Marcy Wheeler is an independent journalist writing about national security and civil liberties. She writes as emptywheel at her eponymous blog, publishes at outlets including the Guardian, Salon, and the Progressive, and appears frequently on television and radio. She is the author of Anatomy of Deceit, a primer on the CIA leak investigation, and liveblogged the Scooter Libby trial.

Marcy has a PhD from the University of Michigan, where she researched the “feuilleton,” a short conversational newspaper form that has proven important in times of heightened censorship. Before and after her time in academics, Marcy provided documentation consulting for corporations in the auto, tech, and energy industries. She lives with her spouse and dog in Grand Rapids, MI.

8 replies
  1. Jim White says:

    U.S. trainers were attacked by the federal police forces they have spent the past five years helping to train

    After reading that phrase earlier this morning, I considered making my post for today on the spread of green on blue attacks from Afghanistan to Mexico, but I went with killer Isaac instead…

  2. OrionATL says:

    i’ve wondered about the vehicle.

    one report said 60 shots fired into it – and no one inside was killed?

    what were the mexicans using – air rifles?

    or was this an armored vehicle?

    like i said yesterday, haqqani drug corporation = guzman drug corporation = endless terrorist war.

    the difference will be that ideology will no longer be the front for drug corporation self-defense from government attempts at control of the drug corporation’s business activities.

    which in turn implies that the war of the future will be more of the immediate past stripped of ideology – corporations vs government; private, “individual” money-making activity vs public interest and public need.

  3. OrionATL says:

    funny, funny ad for silverado.

    call toyota and see if they’d like to compete (“get away in a hurry and live to tell about it”).

  4. BSbafflesbrains says:

    @OrionATL: And bumper crop of poppies in
    Afghanistan this year, thanks to the well trained security forces protecting the warlords crops. Heroin should be in good supply for the coming season. If we are going to have an endless War on Drugs we need a good supply of drugs.

  5. emptywheel says:

    @OrionATL: The car was an armored Land Cruiser. Click through the link above for pictures–as I noted, the bullet marks were almost entirely concentrated on the passenger window, with maybe four bullet marks on the rear window.

    But that doesn’t answer several other questions. Given that it WAS a bullet-proof car, how did both these Americans get injured (the Mexican driver had minor bruises, reportedly). None of the windows seemed pierced.

    Then there’s a question I noted in my last post: reports say they were unarmed. I’m skeptical, first of all, that the driver–who was a Navy captain–was unarmed. So is it true that the Americans didn’t ever shoot?

    Also, there were at least 60 bullet casings at the site. Yet the bullet marks on the Land Cruiser are pretty focused, and only 30 bullets hit the Land Cruiser. So what were the other 30 bullets shooting at?

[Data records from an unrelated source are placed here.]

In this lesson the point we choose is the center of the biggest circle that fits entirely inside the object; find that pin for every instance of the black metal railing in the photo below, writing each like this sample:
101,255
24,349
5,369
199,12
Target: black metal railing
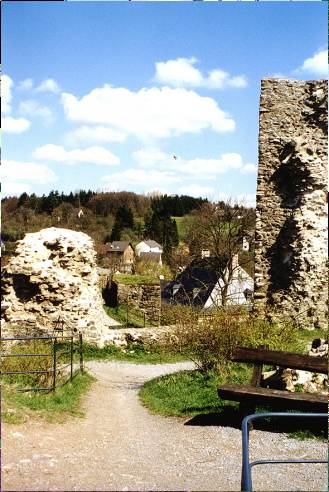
61,370
246,480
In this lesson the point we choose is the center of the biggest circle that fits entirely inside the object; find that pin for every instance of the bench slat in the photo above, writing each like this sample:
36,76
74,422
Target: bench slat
282,359
271,397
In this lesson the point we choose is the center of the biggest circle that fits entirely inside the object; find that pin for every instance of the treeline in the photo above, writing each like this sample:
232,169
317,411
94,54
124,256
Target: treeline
104,204
104,216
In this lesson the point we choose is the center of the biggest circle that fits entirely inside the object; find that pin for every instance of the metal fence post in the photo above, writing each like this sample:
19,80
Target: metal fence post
81,352
71,355
54,364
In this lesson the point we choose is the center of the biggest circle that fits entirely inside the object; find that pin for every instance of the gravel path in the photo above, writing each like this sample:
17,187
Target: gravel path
119,445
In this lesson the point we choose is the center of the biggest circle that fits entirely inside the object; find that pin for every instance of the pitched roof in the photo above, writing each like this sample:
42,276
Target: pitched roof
119,246
194,284
150,256
152,243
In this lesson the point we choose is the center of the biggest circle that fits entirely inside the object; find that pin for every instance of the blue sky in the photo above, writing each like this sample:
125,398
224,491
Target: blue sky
146,96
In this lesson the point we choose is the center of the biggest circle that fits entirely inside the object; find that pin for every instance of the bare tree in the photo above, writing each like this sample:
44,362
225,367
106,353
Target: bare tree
217,231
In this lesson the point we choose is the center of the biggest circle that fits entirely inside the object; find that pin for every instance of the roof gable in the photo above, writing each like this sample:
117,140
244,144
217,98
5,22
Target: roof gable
120,246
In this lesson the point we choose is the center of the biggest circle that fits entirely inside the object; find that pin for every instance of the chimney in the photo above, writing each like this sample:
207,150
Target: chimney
235,261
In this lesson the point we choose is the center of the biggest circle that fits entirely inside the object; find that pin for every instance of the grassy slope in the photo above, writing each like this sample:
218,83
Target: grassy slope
193,394
17,407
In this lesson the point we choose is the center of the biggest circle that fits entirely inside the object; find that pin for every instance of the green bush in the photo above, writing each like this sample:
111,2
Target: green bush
210,340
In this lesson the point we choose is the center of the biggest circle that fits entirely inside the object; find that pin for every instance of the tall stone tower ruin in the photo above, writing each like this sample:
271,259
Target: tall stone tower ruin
291,212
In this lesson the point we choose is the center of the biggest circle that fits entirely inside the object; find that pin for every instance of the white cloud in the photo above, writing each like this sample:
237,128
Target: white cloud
33,108
16,171
182,73
9,188
90,155
6,95
197,190
48,85
26,85
148,179
94,134
249,169
14,125
317,64
148,113
203,168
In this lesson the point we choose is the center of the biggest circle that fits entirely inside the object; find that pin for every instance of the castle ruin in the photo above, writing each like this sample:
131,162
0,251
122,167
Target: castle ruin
291,211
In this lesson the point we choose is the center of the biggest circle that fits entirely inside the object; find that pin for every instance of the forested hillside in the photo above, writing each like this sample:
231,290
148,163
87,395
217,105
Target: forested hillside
104,216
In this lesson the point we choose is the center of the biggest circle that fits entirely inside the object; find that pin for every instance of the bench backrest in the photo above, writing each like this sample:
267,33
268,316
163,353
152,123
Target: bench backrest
281,359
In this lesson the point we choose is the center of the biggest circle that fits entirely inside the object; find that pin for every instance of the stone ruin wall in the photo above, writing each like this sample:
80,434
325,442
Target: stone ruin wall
53,280
145,297
291,213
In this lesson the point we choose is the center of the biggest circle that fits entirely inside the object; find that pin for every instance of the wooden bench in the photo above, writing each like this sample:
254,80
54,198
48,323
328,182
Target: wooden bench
253,394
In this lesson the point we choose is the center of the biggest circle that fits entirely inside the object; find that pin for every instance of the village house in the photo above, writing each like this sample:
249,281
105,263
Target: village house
201,285
122,256
149,250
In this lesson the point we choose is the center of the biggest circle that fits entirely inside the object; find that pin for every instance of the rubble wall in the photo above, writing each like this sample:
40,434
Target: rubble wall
291,212
52,281
145,297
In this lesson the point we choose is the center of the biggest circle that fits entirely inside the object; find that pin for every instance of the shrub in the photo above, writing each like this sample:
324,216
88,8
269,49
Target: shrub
209,340
24,364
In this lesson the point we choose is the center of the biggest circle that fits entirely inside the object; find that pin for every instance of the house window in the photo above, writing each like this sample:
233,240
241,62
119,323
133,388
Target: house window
176,288
248,294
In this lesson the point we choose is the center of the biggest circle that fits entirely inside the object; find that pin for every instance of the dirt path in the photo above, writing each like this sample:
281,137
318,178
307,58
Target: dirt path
119,445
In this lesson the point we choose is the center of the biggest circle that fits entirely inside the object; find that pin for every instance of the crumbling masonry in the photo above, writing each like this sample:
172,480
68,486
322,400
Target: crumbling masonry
291,212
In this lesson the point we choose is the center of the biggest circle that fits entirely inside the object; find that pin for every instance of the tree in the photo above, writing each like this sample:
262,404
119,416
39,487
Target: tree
220,228
123,219
160,227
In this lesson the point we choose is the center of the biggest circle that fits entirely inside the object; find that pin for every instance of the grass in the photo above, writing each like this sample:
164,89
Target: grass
135,353
18,407
306,336
194,394
135,279
189,393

  6. BSbafflesbrains says:

    @emptywheel: Not a ballistics expert but I have heard from many soldiers that bullet proof glass isn’t really bullet proof and fragments can be like shrapnel. Still I’m sure you are posing the right questions that will never be answered.

  7. OrionATL says:

    @emptywheel:

    maybe four folks in the land cruiser, not three?

    driver where he was supposed to be + two americans in the back seat where they are better protected + detainee/stool pigeon in front passenger seat.

    a captain as a driver?

    these must have been some important dudes!